Public Officers Must Walk the Talk


February 19, 2017


As the Government pushes ahead with public sector transformation, there is a call for public officers to be steeped in the right set of values if they are to contribute meaningfully to the development process.

“…at the heart of transforming our institutions, are the people we employ…leaders and managers at all levels must also walk the talk to model exemplary conduct and practices aligned to values, and to encourage these in their staff,” said Minister of Public Administration and Communications, the Honourable Maxie Cuffie.
He was speaking at the strategic visioning exercise for the Personnel Department which is part of a holistic plan to reform the public sector. A similar workshop was done by the Strategic Human Resources Management Division of the Ministry of Public Administration and Communications (MPAC) and the Institute of Public Administration of Canada (IMPAC) at the beginning of the month (February 1 and 2).

That exercise was aimed at the institutional strengthening of the Services Commissions which is also part of public sector reformation.
The Minister told the public officers gathered that good government requires good people. Moreso, he believes, the success of any government to respond effectively to today’s challenges is dictated largely by its ability to recruit and retain a talented workforce.

“This challenge is coupled with the need for new skills, attitudes and behaviours among public officials at all levels in order to respond effectively to the increasing complexity and number of demands placed on governments.”
Developing an effective, competent and forward looking public service, as well as strong but lean State institutions, said Minister Cuffie, is one of the greatest challenges nations around the world face today.

“How the public sector is structured therefore, how it operates and the role it performs within a country plays an important part in economic and social progress. In particular, the quality of leadership has a great impact on the quality of service offered, which in turn affects the pace and progress of development.”
The Minister urged the Personnel Department to ensure its strategic visioning exercise is more than just another all-day meeting. He felt it is also imperative to revisit the core values and principles outlined in the legislation governing the public service, examine the relevance of the current human resources management institutional framework, review recruitment, remuneration and recognition strategies and incentives and institutionalise workforce planning, among other initiatives.
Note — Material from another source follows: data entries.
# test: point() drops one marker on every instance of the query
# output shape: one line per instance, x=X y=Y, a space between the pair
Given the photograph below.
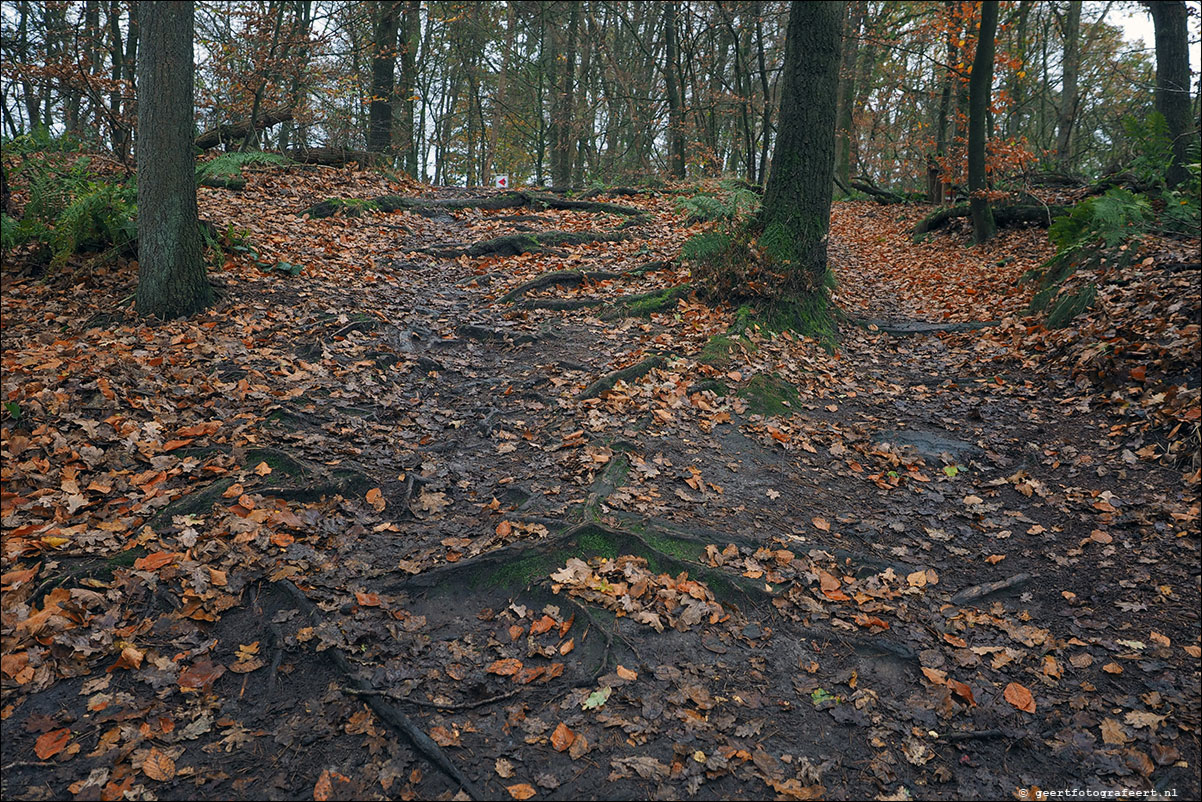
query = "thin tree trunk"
x=171 y=274
x=384 y=64
x=1173 y=82
x=1069 y=94
x=980 y=94
x=672 y=82
x=796 y=213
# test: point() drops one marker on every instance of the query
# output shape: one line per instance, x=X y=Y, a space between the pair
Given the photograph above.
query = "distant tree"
x=796 y=213
x=1173 y=82
x=171 y=272
x=980 y=95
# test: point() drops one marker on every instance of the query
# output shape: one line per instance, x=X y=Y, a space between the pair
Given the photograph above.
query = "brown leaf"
x=158 y=766
x=505 y=667
x=563 y=737
x=521 y=791
x=52 y=743
x=1019 y=696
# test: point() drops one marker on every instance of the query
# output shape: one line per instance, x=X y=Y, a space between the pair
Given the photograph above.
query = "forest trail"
x=918 y=566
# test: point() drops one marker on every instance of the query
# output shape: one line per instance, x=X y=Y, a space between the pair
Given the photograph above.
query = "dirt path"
x=757 y=570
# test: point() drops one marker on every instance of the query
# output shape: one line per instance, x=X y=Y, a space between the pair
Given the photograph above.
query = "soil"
x=713 y=603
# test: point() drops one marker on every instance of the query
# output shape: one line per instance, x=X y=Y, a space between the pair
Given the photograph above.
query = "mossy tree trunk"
x=855 y=19
x=1173 y=82
x=796 y=214
x=980 y=94
x=171 y=272
x=384 y=65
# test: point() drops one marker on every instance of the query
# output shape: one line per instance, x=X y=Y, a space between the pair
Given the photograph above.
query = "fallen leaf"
x=158 y=766
x=1019 y=696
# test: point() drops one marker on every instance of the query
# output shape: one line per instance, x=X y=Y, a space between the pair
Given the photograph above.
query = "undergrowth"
x=1110 y=231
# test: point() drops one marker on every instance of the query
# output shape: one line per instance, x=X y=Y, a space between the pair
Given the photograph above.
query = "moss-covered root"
x=646 y=303
x=636 y=370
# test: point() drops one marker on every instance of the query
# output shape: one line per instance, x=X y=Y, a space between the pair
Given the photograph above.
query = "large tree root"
x=905 y=327
x=381 y=707
x=1003 y=215
x=527 y=243
x=492 y=202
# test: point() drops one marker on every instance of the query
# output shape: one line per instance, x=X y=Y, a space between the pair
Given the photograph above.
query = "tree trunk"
x=1173 y=82
x=796 y=213
x=561 y=110
x=1069 y=94
x=856 y=12
x=672 y=82
x=980 y=94
x=171 y=273
x=410 y=40
x=384 y=64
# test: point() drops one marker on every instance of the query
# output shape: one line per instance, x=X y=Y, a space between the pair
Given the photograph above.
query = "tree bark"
x=796 y=213
x=1069 y=94
x=384 y=64
x=410 y=40
x=856 y=12
x=980 y=94
x=171 y=273
x=1173 y=82
x=672 y=82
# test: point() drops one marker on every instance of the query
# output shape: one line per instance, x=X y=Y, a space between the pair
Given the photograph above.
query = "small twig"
x=418 y=702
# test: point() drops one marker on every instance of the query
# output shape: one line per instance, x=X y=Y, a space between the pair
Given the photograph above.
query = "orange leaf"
x=962 y=690
x=52 y=743
x=506 y=667
x=563 y=737
x=375 y=498
x=154 y=560
x=521 y=791
x=158 y=766
x=1019 y=697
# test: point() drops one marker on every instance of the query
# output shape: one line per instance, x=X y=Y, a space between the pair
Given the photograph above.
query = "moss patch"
x=769 y=394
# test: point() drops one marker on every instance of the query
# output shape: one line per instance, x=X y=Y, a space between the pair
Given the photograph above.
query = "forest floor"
x=363 y=529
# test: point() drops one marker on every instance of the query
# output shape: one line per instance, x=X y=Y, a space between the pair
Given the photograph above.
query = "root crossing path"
x=555 y=520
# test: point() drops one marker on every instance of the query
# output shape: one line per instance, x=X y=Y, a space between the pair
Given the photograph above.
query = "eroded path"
x=745 y=569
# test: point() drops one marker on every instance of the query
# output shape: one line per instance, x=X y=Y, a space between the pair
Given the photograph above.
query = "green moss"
x=682 y=550
x=718 y=351
x=769 y=394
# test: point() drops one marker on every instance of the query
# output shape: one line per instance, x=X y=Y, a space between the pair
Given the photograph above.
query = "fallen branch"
x=630 y=373
x=1003 y=215
x=525 y=243
x=976 y=592
x=386 y=712
x=559 y=278
x=231 y=131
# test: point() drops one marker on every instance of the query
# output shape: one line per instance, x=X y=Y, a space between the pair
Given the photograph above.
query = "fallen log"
x=333 y=156
x=231 y=131
x=1003 y=215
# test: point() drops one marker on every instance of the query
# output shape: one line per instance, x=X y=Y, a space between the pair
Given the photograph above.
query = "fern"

“The harsh reality is that many of our systems that got us to where we are today, will not help us to get to where we want to be. The task of righting the ship can only be done by those entrusted with its leadership. Leaders who embody organisational values have a huge positive impact on whether the rest of the organisation lives out those values”.

The Minister also advised the Personnel Department to lead by example and get its house in order to be able to help the rest of the public service do the same. The Personnel Department is responsible for determining and/or advising on pay and other terms and conditions of service for a wide spectrum of employees within the public sector.